Who is to sit in the indescribable and incomprehensible joy of God's bosom in the afterlife? It's not up to you and it's not up to me, it's up to He who gave us life in the first place. What I have been taught in this life is, butt out.
Go in peace, brother. Not a sparrow falls...
Dan: "Science is far from certain on a number of things."
Dan, with your fist passage you demonstrate that you have no idea what science is or does.
Science is not certain of *anything*. The number of things science is no certain of is *infinite*!
What science does it seek explanations/understanding of natural phenomena using natural models. Models are nothing more than approximations of reality. They are not "certain".
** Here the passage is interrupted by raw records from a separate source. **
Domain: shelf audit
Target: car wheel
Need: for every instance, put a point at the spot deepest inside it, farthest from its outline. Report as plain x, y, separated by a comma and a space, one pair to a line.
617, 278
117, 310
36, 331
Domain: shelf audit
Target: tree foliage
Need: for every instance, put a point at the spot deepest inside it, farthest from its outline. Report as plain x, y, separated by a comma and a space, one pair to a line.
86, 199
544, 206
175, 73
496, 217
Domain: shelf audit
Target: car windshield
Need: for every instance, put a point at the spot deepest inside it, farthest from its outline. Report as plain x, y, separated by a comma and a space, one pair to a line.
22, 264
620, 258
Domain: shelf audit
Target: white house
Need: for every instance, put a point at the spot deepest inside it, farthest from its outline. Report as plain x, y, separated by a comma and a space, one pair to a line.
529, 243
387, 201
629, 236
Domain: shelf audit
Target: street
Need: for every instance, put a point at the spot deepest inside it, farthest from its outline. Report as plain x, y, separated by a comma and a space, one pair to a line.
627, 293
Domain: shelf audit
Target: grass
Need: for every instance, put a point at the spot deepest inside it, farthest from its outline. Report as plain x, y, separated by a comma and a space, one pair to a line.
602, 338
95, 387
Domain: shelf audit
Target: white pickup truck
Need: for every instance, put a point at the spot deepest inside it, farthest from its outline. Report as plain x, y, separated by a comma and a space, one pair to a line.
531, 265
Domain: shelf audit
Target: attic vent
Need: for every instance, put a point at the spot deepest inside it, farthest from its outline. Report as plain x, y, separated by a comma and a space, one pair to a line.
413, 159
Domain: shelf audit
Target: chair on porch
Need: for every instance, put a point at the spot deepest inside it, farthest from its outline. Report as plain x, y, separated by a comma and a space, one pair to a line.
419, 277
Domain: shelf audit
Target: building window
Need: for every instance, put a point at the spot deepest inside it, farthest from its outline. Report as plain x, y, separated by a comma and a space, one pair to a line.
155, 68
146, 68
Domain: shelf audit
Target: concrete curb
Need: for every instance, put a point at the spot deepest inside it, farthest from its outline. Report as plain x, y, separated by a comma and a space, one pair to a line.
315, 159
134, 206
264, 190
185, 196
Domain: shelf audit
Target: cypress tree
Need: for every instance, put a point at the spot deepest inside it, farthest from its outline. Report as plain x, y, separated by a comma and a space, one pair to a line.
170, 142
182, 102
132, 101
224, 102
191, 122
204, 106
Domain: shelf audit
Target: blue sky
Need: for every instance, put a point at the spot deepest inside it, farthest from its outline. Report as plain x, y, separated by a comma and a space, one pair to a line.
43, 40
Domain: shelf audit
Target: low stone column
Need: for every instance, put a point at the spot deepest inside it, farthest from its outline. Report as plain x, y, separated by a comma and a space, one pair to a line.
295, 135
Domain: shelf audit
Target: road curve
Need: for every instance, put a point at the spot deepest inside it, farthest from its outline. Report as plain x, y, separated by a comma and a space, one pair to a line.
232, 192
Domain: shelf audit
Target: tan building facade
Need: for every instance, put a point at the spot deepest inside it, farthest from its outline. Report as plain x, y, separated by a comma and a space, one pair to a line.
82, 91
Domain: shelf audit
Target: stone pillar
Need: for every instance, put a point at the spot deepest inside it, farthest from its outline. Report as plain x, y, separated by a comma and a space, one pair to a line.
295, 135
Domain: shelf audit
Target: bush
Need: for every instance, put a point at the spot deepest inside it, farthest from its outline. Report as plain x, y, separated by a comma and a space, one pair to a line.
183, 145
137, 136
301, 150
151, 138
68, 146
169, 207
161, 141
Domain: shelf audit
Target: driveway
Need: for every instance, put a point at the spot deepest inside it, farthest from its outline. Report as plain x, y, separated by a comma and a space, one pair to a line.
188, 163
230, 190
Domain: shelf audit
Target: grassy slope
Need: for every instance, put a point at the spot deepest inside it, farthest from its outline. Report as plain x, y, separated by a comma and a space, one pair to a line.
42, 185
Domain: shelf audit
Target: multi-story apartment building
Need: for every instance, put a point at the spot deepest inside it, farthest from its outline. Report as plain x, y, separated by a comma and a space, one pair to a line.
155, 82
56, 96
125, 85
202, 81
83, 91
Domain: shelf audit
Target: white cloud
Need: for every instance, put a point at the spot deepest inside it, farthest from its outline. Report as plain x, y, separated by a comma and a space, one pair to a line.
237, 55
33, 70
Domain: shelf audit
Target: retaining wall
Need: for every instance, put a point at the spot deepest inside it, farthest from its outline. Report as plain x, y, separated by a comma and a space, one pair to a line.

Dan continues: "Not long ago (the time of Columbus) "scientists" believed that the world was flat."
That is a ridiculous and obvious lie. Columbus intended to sail around the globe. He did not think the earth flat.
Your reputation would be greatly served in you validated your claims before broadcasting your ignorance.
Linnaeus classed humans as primates back in the 1740's, and the concept of evolution was around before Darwin. It's my impression that Jefferson spent the latter part of his life consumed more by practical and political than scientific or philosophical concerns, and I have no idea how his thoughts evolved after "Notes on Virginia". I seem to recall a (Peale?) portrait of him considering a mastodon tusk. God only knows what he must have made of it.
I think you are misreading Clarke (if you read him at all - you may only have read Pasley).
First of all, Clarke is not a defender of the creation museum, but a critic. Consider, for instance, this passage: "All the paraphernalia of a modern natural history museum—real fossils, accurate models of organisms, placards about galaxies, geologic processes, and DNA—are here, but marshaled to disassemble positive knowledge by relentlessly questioning the tools of rational discourse. Instead of making an evidence-based case for creationism, the multisensory spectacle of video simulations, diagrams, and animated displays creates an aura of knowledge while at the same time deterring close reading. The result is an intellectual fog, a pseudoscience resembling the worst caricatures of postmodern thought."
Second, Clarke is surprised (it seems) to find that the creation museum isn't all about creation. As Clarke himself puts it, "The dinosaurs at Kentucky’s Creation Museum are stalking evolution, reason, and the American city."
And it is in the context of negative views of the American city that Clarke finds the legacy of Jefferson.